2. A process according to claim 1, wherein said aqueous solution containing interferon is of human leukocyte origin.

3. A process according to claim 1, wherein said aqueous solution containing intereferon is of cultured human lymphoblast-like cell origin of the Namalwa strain.

4. A process according to claim 1, wherein said polyoxyethylene group surfactant-containing aqueous solution further contains acrinol.

5. A process according to claim 1, wherein said polyoxyethylene group surfactant is selected from the group consisting of a sorbitan monoalkyl ester type, an alkyl ether type and a polyoxyethylene-polyoxypropylene copolymer type.

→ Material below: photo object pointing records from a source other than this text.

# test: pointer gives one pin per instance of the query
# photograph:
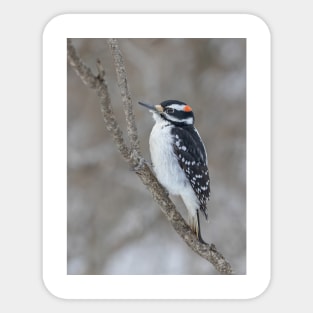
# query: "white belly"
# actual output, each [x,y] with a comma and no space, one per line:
[165,164]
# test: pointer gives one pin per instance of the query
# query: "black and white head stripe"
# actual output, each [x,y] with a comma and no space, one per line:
[177,112]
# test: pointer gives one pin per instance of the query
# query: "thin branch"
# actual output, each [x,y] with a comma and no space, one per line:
[132,154]
[125,93]
[98,83]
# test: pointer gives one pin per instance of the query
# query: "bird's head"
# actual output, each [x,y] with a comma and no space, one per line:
[174,111]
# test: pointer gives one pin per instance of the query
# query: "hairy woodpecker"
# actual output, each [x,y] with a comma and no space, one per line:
[179,157]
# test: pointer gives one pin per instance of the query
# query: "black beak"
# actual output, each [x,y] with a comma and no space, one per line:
[149,106]
[155,108]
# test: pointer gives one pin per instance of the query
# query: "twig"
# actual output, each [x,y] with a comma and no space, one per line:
[132,154]
[125,93]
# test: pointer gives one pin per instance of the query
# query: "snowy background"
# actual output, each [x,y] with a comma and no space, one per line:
[114,227]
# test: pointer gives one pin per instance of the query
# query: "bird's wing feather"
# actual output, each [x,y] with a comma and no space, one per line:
[191,156]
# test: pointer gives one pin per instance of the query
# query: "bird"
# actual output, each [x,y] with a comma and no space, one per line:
[179,158]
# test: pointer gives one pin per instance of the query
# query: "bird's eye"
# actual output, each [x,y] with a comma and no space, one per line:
[169,110]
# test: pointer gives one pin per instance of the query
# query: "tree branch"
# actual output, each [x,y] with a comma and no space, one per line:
[132,154]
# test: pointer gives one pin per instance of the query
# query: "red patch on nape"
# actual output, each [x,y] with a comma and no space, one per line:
[187,108]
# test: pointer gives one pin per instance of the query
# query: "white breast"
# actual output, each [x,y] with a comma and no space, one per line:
[165,164]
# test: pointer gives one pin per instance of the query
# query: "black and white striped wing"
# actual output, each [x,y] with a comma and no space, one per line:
[192,158]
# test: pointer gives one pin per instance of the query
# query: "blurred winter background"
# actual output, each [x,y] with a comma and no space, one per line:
[114,227]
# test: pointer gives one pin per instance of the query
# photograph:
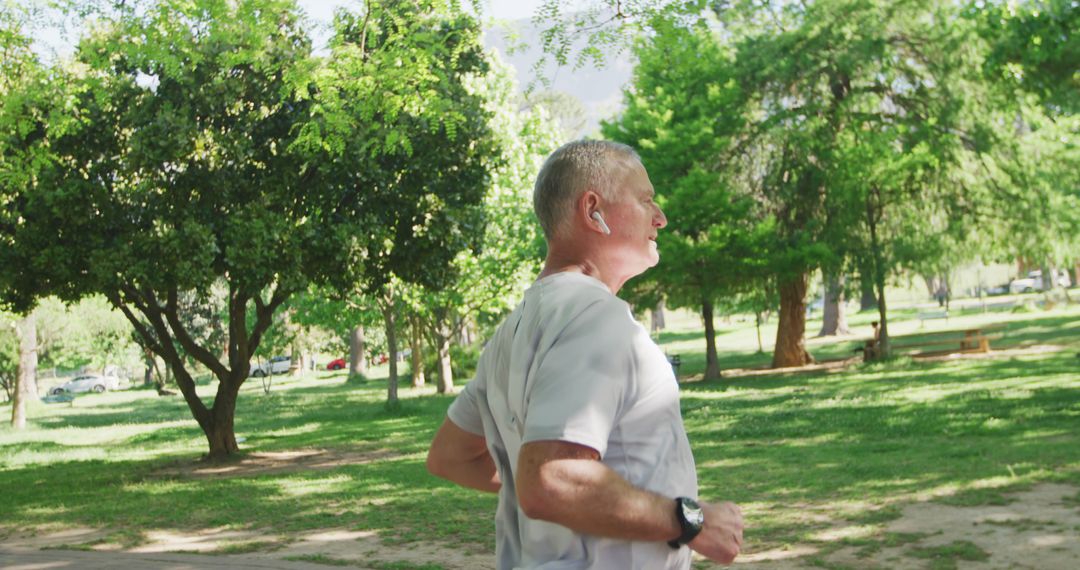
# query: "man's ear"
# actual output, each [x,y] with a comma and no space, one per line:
[589,202]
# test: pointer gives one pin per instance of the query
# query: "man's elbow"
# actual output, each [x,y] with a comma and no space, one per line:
[436,464]
[537,501]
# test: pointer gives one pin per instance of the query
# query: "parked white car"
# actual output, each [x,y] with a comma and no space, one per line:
[277,365]
[1034,282]
[88,383]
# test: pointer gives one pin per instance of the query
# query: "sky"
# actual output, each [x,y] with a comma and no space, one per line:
[322,11]
[599,91]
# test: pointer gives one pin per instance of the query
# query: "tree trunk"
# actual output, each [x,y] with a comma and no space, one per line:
[390,320]
[417,356]
[757,321]
[791,345]
[867,300]
[26,377]
[221,434]
[712,363]
[835,319]
[658,317]
[873,215]
[149,363]
[443,368]
[358,365]
[1049,281]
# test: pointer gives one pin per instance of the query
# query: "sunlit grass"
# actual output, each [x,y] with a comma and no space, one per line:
[804,453]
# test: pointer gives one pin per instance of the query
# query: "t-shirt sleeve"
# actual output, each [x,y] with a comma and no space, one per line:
[464,409]
[579,387]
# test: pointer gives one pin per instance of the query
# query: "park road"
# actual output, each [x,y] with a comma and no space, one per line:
[100,560]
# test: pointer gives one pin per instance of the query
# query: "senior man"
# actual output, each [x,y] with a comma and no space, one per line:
[574,415]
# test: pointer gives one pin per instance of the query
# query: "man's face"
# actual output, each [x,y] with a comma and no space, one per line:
[634,219]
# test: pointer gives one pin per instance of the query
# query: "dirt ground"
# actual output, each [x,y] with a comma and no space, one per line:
[1038,529]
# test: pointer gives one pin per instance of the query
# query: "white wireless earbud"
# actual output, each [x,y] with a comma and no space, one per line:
[599,219]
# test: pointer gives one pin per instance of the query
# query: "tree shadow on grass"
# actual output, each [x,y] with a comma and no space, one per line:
[849,439]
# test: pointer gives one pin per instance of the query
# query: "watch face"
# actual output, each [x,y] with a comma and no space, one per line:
[691,512]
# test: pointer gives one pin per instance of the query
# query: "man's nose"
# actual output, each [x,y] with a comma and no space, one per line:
[659,220]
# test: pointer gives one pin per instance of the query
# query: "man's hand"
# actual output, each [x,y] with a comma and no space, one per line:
[720,539]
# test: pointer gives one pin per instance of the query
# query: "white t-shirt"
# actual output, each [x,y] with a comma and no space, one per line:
[571,364]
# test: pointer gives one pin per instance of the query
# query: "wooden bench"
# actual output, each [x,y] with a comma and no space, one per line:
[970,340]
[932,315]
[675,361]
[58,398]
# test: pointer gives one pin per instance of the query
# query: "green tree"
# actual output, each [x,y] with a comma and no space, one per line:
[490,276]
[199,144]
[683,113]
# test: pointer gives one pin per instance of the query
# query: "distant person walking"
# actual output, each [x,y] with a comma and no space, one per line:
[574,415]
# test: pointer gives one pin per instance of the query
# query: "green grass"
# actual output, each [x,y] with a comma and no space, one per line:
[800,452]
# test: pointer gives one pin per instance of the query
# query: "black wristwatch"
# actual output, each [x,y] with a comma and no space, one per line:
[690,518]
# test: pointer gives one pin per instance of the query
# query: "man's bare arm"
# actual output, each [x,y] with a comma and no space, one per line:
[462,458]
[566,484]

6. A process according to claim 1, wherein the adsorption is carried out at a pH of 5-9.

7. A process according to claim 1, wherein the elution is effected at a pH of 1.5-9.0.

8. A process according to claim 1, wherein the concentration of polyoxyethylene group surfactant in the eluent is 0.001-4.0 W/V %.

9. A process according to claim 4, wherein the concentration of an acrinol in the eluent is 0.01-2.0 W/V %.